Figures released by the Immigration Department on Wednesday showed 20,400 overseas visitors arrived between December 14 and 20, the first full week since travel restrictions were eased. This number does not include the all-important migrants traveling to and from mainland China.
To put things in context, Hong Kong attracted 65.1 million visitors an average of 1.2 million per week in 2018.
80% of these were people from the mainland.
That is why it is so important that the land border between China and Hong Kong resume the free movement of people.

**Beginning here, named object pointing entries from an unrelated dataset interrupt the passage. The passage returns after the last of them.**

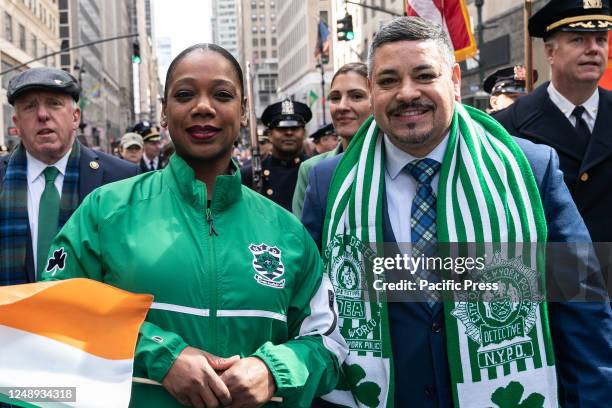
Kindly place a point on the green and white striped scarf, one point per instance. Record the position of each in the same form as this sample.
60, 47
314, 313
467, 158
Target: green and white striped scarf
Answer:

People arriving in Hong Kong still need to take a PCR test on arrival and another PCR on the third day of arrival. The good news is that there are no quarantine requirements. People can freely go to restaurants and bars.
Hong Kong’s chief executive John Lee Ka-chiu gave the Christmas present he had been asking for by announcing on Christmas Eve that the long-awaited re-opening of the border with the mainland could be achieved. The green light from Beijing.
This will be a positive boost to the economy.
Summary
We believe that Beijing has finally realized that if they continue to lock people down, the negative impact they will have on the economy and society as a whole is huge. Eventually, they seem to realize that even China will have to learn to live with Covid-19. Same goes for Hong Kong.
This will help start the economy in 2023. In the middle of the year, it helps both consumers and businesses.
The next risk for the thesis is the international feel of doing business and living in Hong Kong.
Some international companies, talent and funds themselves have flocked to Singapore.
Whether Hong Kong can reverse this trend remains to be seen. There is room for both Singapore and Hong Kong to thrive together. Hong Kong’s physical location and the fact that it is an integral part of China should be important.
EWH is still a good proxy for the Hong Kong stock market.
Editor’s Note: This article discusses one or more securities that are not traded on a major US exchange. Please be aware of the risks associated with these stocks.